1 Hari Lagi, Real Madrid Minta Putusan PSG Soal Kylian Mbappe

BabakTambahan – Sang penguasa La Liga, Real Madrid tampaknya dikejar deadline dalam perburuan Striker Paris Saint-Germain, Kylian Mbappe. El Real meminta Les Parisiens untuk memberikan keputusan terakhir apakah sang pemain bakal dilepas atau bertahan.

Pekan lalu, proses negosiasi untuk mendatangkan Kylian Mbappe terlihat sangat sulit. Karena PSG merasa kehilangan nilai investasi jika harus melepas pria 22 tahun itu.

Beberapa laporan Spanyol menyebut bahwa Kylian Mbappe sangat ingin mendapatkan jam pelatihan di bawah asuhan Carlo Ancelotti. Sebelumnya Madrid pun telah melayangkan tawaran final senilai 180 Juta Euro.

Akan tetapi, klub Prancis tersebut masih belum berniat untuk melegonya lantaran Mbappe diyakini bakal berjaya dengan Lionel Messi dan Neymar Jr.

Minta Jawaban Terakhir

Sempat ada kabar bagus dimana PSG menerima tawaran resmi Real Madrid. Namun sayangnya Les Parisiens masih mengendurkan keputusan soal kepindahan Kylian Mbappe.

Hal tersebut membuat manajemen Madrid terlihat geram. Sebab puncak bursa transfer musim panas ini akan berakhir Selasa (30/08/2021) malam.

Madrid sangat ngotot ingin mengeluarkan bintang tersebut dari Parc des Princes sebelum Senin. Kabarnya mereka meminta jawaban terakhir baik hal tersebut berkonotasi negatif atau sebaliknya.

Seperti diketahui, pekan ini merupakan laga yang paling krusial bagi sang pemain. Sebab dirinya harus menjalankan jeda internasional bersama Timnas Prancis.

Carlo Ancelotti Turun Tangan

Carlo Ancelotti yang merasa proses negosiasi tersebut berjalan alot, pada akhirnya Ia turun tangan sendiri. Ia meyakini kalau Kylian Mbappe merasa tertekan ketika menjanjikan pertandingan bersama salah satu pemain terbaik Eropa.
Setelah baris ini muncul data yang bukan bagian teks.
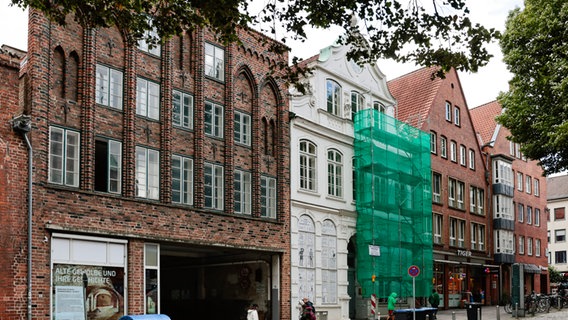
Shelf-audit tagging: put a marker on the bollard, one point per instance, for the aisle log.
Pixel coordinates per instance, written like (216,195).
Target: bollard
(498,314)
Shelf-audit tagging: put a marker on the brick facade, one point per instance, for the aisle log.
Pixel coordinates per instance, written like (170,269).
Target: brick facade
(62,82)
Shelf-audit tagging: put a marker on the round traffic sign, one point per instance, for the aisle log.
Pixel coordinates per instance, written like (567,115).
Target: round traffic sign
(413,271)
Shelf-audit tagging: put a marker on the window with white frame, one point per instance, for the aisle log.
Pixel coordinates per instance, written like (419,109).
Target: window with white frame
(213,122)
(305,258)
(214,188)
(503,173)
(433,141)
(333,97)
(461,195)
(147,173)
(308,157)
(182,112)
(334,173)
(242,186)
(329,262)
(436,187)
(148,46)
(242,128)
(357,103)
(108,87)
(64,146)
(182,180)
(477,200)
(437,227)
(443,147)
(147,98)
(504,242)
(520,181)
(463,155)
(267,197)
(452,192)
(560,257)
(560,235)
(108,165)
(528,184)
(448,111)
(457,116)
(453,232)
(379,107)
(453,151)
(503,207)
(529,215)
(471,159)
(214,62)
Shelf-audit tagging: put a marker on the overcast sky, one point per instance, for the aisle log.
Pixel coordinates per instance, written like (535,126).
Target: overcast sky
(479,88)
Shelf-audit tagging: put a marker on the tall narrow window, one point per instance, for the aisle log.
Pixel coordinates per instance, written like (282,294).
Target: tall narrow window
(307,165)
(108,87)
(151,279)
(147,173)
(242,128)
(214,62)
(214,188)
(357,103)
(436,187)
(334,173)
(147,98)
(305,258)
(182,180)
(333,97)
(182,112)
(437,227)
(108,166)
(213,120)
(443,147)
(433,141)
(64,156)
(242,186)
(329,262)
(267,197)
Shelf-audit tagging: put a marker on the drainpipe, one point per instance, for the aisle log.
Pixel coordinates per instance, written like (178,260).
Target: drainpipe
(23,124)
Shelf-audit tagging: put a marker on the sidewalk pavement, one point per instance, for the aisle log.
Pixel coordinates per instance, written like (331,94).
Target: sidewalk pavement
(490,313)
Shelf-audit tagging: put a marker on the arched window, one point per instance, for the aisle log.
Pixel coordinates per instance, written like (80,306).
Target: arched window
(329,262)
(308,157)
(306,256)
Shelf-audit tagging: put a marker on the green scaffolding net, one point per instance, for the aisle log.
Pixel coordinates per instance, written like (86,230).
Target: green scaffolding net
(394,206)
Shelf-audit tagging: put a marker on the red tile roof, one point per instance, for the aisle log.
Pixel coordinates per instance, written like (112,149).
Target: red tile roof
(483,118)
(415,93)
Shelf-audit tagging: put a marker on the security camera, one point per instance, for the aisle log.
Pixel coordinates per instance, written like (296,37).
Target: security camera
(22,123)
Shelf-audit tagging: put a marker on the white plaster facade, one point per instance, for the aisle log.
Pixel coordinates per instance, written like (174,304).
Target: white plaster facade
(557,204)
(311,202)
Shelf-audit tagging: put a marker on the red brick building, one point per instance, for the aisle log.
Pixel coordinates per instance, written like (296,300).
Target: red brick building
(13,190)
(524,202)
(160,176)
(461,214)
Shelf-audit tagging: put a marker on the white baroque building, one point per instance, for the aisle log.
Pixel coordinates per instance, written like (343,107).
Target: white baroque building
(323,211)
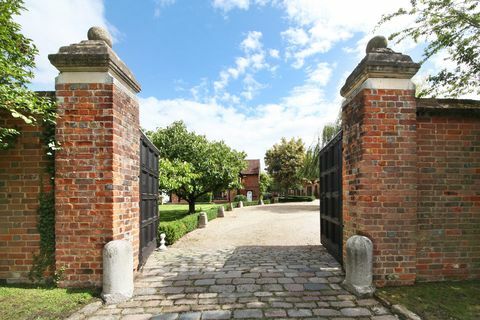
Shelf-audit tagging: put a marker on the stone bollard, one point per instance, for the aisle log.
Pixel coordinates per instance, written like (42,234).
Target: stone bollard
(221,212)
(117,271)
(202,220)
(162,247)
(359,266)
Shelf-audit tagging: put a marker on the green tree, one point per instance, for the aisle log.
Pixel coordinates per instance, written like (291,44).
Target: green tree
(17,61)
(265,182)
(192,166)
(284,161)
(310,169)
(329,131)
(450,25)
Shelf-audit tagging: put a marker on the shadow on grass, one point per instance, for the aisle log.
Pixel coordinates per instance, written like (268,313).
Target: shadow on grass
(291,208)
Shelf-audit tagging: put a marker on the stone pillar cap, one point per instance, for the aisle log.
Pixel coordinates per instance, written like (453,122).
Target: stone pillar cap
(380,62)
(94,56)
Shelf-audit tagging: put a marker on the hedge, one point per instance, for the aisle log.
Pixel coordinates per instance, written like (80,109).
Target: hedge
(296,199)
(174,230)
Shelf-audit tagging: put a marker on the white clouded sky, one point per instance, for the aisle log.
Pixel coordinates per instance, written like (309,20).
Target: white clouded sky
(277,72)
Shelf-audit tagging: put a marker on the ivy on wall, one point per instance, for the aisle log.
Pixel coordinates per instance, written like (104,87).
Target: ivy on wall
(44,263)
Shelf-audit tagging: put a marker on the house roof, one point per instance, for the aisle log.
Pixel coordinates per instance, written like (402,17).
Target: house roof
(253,167)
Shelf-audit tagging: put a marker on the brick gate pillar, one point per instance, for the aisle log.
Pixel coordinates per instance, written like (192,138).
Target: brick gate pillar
(379,160)
(97,167)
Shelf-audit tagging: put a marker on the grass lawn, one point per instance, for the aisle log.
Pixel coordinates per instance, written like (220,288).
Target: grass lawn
(34,302)
(438,301)
(171,212)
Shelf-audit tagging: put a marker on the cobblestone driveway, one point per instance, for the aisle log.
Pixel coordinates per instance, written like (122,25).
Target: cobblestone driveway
(245,282)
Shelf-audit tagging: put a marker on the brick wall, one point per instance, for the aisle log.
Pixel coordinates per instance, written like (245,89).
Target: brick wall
(22,177)
(97,168)
(251,183)
(84,180)
(126,162)
(448,194)
(380,197)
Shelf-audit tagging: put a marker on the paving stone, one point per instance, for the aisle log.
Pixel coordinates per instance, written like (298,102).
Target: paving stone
(248,288)
(275,313)
(342,304)
(190,316)
(91,308)
(315,286)
(385,317)
(223,314)
(248,313)
(205,282)
(142,316)
(294,287)
(299,313)
(282,305)
(165,316)
(222,288)
(355,312)
(246,282)
(367,302)
(326,312)
(243,281)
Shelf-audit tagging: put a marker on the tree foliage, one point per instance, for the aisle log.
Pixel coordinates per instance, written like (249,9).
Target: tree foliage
(192,166)
(450,25)
(329,131)
(284,161)
(310,169)
(17,61)
(265,182)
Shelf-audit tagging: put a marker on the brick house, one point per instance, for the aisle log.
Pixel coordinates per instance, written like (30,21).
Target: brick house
(251,179)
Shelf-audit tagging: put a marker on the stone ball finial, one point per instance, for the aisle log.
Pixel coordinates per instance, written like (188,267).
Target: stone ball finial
(377,42)
(99,33)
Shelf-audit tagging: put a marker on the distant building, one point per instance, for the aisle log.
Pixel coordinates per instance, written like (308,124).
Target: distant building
(250,179)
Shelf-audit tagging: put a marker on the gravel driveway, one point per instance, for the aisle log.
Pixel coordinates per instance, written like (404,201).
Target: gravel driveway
(256,263)
(283,224)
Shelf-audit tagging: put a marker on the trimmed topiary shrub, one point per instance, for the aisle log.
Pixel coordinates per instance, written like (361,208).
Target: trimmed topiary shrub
(240,197)
(296,199)
(174,230)
(206,198)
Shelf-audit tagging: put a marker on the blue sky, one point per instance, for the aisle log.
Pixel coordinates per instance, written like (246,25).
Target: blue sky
(245,71)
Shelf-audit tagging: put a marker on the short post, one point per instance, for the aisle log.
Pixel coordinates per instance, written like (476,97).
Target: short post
(359,266)
(202,220)
(117,271)
(162,247)
(221,212)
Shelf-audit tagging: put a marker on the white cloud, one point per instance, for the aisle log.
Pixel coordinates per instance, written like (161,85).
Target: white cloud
(49,31)
(321,74)
(300,114)
(317,25)
(274,53)
(160,4)
(253,61)
(252,42)
(227,5)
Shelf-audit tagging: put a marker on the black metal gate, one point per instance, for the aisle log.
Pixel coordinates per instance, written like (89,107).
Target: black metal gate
(331,221)
(148,198)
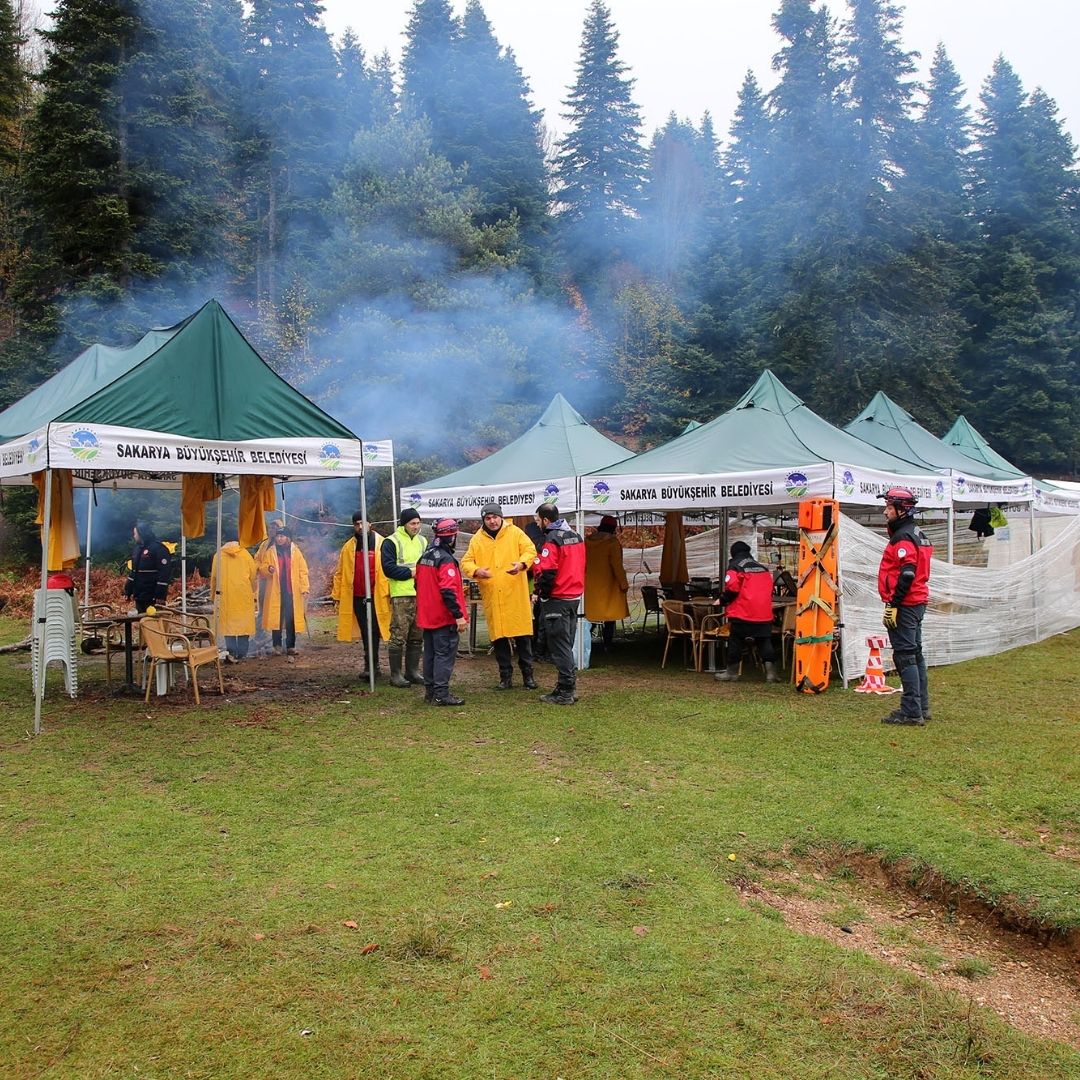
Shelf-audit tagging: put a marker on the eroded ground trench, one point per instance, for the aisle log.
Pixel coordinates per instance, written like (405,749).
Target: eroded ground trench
(999,959)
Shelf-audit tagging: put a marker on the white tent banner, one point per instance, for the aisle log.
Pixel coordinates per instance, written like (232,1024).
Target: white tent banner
(968,488)
(865,486)
(1056,501)
(99,446)
(608,493)
(515,499)
(378,453)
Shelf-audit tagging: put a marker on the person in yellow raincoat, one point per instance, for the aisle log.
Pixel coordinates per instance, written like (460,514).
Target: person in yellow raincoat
(232,580)
(606,582)
(286,572)
(349,593)
(497,559)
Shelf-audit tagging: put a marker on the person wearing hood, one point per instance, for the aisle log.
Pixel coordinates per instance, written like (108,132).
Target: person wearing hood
(285,570)
(440,612)
(606,582)
(904,588)
(151,569)
(232,581)
(397,556)
(747,595)
(350,591)
(559,582)
(498,559)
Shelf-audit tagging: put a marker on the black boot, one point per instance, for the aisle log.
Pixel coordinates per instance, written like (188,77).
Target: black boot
(413,651)
(395,669)
(730,675)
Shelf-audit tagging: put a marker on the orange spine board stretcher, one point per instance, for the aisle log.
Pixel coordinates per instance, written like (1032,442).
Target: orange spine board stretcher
(815,608)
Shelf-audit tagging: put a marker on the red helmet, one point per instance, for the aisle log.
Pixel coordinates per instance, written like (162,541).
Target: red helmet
(901,498)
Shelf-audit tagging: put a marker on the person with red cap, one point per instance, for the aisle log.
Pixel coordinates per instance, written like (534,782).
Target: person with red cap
(440,612)
(606,582)
(904,588)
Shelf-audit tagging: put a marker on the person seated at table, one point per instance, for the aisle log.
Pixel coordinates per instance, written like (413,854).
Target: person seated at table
(232,580)
(151,569)
(747,597)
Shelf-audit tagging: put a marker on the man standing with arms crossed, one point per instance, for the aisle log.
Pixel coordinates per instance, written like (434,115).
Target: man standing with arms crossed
(559,582)
(397,555)
(903,585)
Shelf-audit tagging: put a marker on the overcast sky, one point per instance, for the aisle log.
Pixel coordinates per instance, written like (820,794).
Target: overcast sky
(691,55)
“Tak ada hal yang lebih penting lagi selain kami menuntaskan proses transfer tersebut. Sebab kami tengah membutuhkan Striker murni yang bisa meringankan beban Karim Benzema. Nantinya pun kami serahkan semuanya pada pihak klub,” ujar Ancelotti pada situs resmi klub.

“Menjadi satu tim dengan pemain top dunia bukan menjadikan seorang pemain bisa bertanding dengan mudah. Justru hal itu akan terus membebani mereka. Maka dari itu kami ingin melihatnya bahagia dan bahkan menjadi lebih unggul dari para pemain lain,” tutupnya.